Abstract: OBJECTIVE: To investigate the association of tumor necrosis factor (TNF) promoter polymorphisms with rheumatoid arthritis (RA) in Taiwan. METHODS: TNF promoter polymorphisms at positions -238, -244, -308, -376, -857, and -863 were determined in 97 patients with RA and 97 healthy controls using the PCR-RFLP method. RESULTS: The phenotypic frequency of TNF-308A was significantly lower in patients with RA than in healthy controls. This finding can only be found in HLA-DR4 negative patients, not in DR4 positive RA patients and controls. The TNF promoter polymorphisms at positions -238, -244, -308, -376, -857, and -863 were not related to the clinical manifestations of RA patients. CONCLUSION: TNF-308A itself or a neighboring gene may be a protective factor for the development of RA in the HLA-DR4 negative population in Taiwan. TNF promoter polymorphisms were not associated with the clinical manifestations of patients with RA in Taiwan.

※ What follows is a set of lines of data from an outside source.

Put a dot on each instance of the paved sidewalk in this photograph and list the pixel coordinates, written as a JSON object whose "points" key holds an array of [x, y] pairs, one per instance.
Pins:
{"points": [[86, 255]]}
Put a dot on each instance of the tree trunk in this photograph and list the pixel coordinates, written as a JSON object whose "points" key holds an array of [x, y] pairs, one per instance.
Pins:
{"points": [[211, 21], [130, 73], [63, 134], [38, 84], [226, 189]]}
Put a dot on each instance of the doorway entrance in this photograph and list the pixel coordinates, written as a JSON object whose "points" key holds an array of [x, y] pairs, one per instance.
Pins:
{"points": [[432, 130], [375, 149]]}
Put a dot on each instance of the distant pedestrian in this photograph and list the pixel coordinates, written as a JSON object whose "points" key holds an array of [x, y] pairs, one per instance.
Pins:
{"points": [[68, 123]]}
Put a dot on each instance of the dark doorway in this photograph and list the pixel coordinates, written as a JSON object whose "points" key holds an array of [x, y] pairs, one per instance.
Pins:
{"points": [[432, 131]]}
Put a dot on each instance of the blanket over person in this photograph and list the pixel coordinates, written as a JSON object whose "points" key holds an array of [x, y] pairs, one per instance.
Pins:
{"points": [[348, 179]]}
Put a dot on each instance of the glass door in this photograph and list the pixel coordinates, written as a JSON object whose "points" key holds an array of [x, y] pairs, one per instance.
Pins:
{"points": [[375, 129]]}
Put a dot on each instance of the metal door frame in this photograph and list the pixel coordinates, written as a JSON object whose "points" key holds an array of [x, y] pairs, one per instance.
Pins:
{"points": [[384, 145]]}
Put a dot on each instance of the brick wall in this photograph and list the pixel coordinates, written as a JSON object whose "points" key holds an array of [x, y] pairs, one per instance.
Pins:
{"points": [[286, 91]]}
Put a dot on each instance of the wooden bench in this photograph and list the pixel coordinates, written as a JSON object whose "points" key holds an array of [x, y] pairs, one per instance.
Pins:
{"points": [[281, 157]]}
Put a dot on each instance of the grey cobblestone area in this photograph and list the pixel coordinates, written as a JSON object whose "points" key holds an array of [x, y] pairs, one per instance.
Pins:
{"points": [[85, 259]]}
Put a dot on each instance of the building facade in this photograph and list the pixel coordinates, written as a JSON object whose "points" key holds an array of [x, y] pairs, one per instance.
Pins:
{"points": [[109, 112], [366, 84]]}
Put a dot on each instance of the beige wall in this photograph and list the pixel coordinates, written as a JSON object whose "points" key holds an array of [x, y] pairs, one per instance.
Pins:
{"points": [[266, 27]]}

Yen JH, Chen CJ, Tsai WC, Ou TT, Lin CH, Lin SC, Liu HW. · Division of Allergy, Immunology and Rheumatology, Department of Internal Medicine, Kaohsiung Medical University Hospital, No. 100, Shih-Chuan 1st Road, Kaohsiung City 807, Taiwan. · Kaohsiung J Med Sci. · Pubmed #11482129 No free full text.

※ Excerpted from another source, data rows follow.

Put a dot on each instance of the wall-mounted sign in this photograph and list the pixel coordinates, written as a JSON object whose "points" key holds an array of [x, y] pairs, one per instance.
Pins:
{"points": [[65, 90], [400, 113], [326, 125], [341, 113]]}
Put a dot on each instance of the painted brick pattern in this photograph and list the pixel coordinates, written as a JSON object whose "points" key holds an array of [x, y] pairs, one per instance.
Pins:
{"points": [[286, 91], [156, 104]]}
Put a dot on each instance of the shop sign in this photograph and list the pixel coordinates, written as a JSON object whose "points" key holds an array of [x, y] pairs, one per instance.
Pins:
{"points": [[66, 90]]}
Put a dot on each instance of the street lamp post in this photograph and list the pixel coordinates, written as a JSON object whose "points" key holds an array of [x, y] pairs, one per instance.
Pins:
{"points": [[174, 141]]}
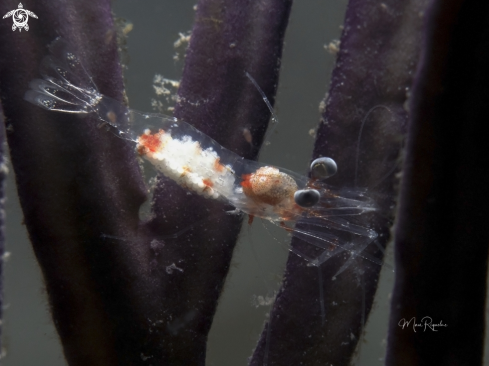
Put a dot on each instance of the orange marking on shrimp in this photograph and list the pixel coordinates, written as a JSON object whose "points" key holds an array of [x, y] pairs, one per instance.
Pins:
{"points": [[207, 182], [246, 180], [186, 170], [218, 167], [150, 142]]}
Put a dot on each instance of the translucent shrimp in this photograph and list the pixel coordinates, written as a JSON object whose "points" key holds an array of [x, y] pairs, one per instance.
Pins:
{"points": [[199, 164]]}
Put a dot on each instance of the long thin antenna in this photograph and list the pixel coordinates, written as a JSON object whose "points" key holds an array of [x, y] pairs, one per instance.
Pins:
{"points": [[265, 99]]}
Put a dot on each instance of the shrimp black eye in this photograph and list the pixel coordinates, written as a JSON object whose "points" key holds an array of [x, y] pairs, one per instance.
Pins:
{"points": [[323, 168], [306, 197]]}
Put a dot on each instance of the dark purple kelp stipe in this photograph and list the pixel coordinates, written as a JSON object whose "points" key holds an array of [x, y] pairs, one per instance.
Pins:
{"points": [[3, 179], [441, 237], [114, 301], [362, 129]]}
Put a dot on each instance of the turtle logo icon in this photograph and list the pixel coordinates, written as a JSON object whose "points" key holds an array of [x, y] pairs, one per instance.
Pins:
{"points": [[20, 17]]}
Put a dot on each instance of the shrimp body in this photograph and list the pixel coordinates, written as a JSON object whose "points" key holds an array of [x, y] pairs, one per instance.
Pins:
{"points": [[201, 165]]}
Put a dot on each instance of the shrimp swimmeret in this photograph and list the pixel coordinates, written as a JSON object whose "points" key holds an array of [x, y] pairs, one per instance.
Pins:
{"points": [[199, 164]]}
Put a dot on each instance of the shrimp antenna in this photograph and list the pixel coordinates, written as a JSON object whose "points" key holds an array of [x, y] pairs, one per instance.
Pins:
{"points": [[267, 102]]}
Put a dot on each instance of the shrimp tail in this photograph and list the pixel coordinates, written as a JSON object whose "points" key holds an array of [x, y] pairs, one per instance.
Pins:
{"points": [[65, 85]]}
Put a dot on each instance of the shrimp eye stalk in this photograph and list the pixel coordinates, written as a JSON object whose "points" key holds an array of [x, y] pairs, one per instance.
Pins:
{"points": [[307, 197], [322, 168]]}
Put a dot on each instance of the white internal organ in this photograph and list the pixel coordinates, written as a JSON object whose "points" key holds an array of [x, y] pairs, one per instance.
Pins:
{"points": [[186, 163]]}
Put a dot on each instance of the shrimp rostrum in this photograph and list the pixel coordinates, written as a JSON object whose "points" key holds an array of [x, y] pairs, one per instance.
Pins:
{"points": [[200, 165]]}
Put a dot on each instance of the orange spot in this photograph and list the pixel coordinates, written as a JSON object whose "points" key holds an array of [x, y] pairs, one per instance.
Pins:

Abstract: To investigate the role of HLA-DQA1 genotypes and their interaction with HLA-DRB1 in the pathogenesis of rheumatoid arthritis (RA) in Taiwan, HLA-DQA1 was determined in 71 patients with RA and 108 healthy controls by SSP-PCR method. HLA-DRB1 and HLA-DQA1 were simultaneously detected in 55 RA patients and 101 healthy controls. PCR/SSOP method was used to determine the HLA-DRB1 genotypes, and the subtypes of HLA-DR4 were determined by cloning and sequencing. The phenotypic frequency of HLA-DQA1*0301 was significantly lower in RA than in controls, and, in contrast, the HLA-DQA1*0302 and DQA1*0303 were significantly higher in RA than in controls. The associations of DQA1*0301, *0302, and *0303 with RA were independent of DR4 and DRB1*0405. Moreover, the interactions between HLA-DR4 and HLA-DQA1*0302 or DQA1*0303 could enhance the development of RA. We also found that the prevalence of bone erosion and seropositivity of rheumatoid factor (RF) were significantly higher in HLA-DQA1*0303 positive RA patients than in healthy controls. HLA-DQA1*0302 and DQA1*0303 are the risk factors for susceptibility to RA, while HLA-DQA1*0301 is a protective factor. A synergistic effect for the susceptibility to RA can be found between HLA-DR4 and HLA-DQA1*0302 or DQA1*0303. We also found that the HLA-DQA1*0303 was related to bone erosion and seropositivity of RF in RA patients.

Yen JH, Tsai WC, Tsai JJ, Chen CJ, Lin CH, Ou TT, Wu CC, Liu HW. · Department of Internal Medicine, Kaohsiung Medical College, Taiwan, Republic of China. · Kaohsiung J Med Sci. · Pubmed #10375868 No free full text.

Abstract: To investigate the correlation of HLA-DMA and DMB alleles to some rheumatic diseases, HLA-DMA and DMB genes were detected in 11 patients with juvenile rheumatoid arthritis (JRA), 22 patients with psoriatic arthritis, 26 patients with Behcet's disease, 62 patients with ankylosing spondylitis (AS), and 138 unrelated healthy controls. There was no significant difference in phenotypic frequencies of HLA-DMA and DMB alleles between controls and patients with these rheumatic diseases. HLA-DMA and DMB genes are not related to the susceptibility of JRA, psoriatic arthritis, Behcet's disease, and AS.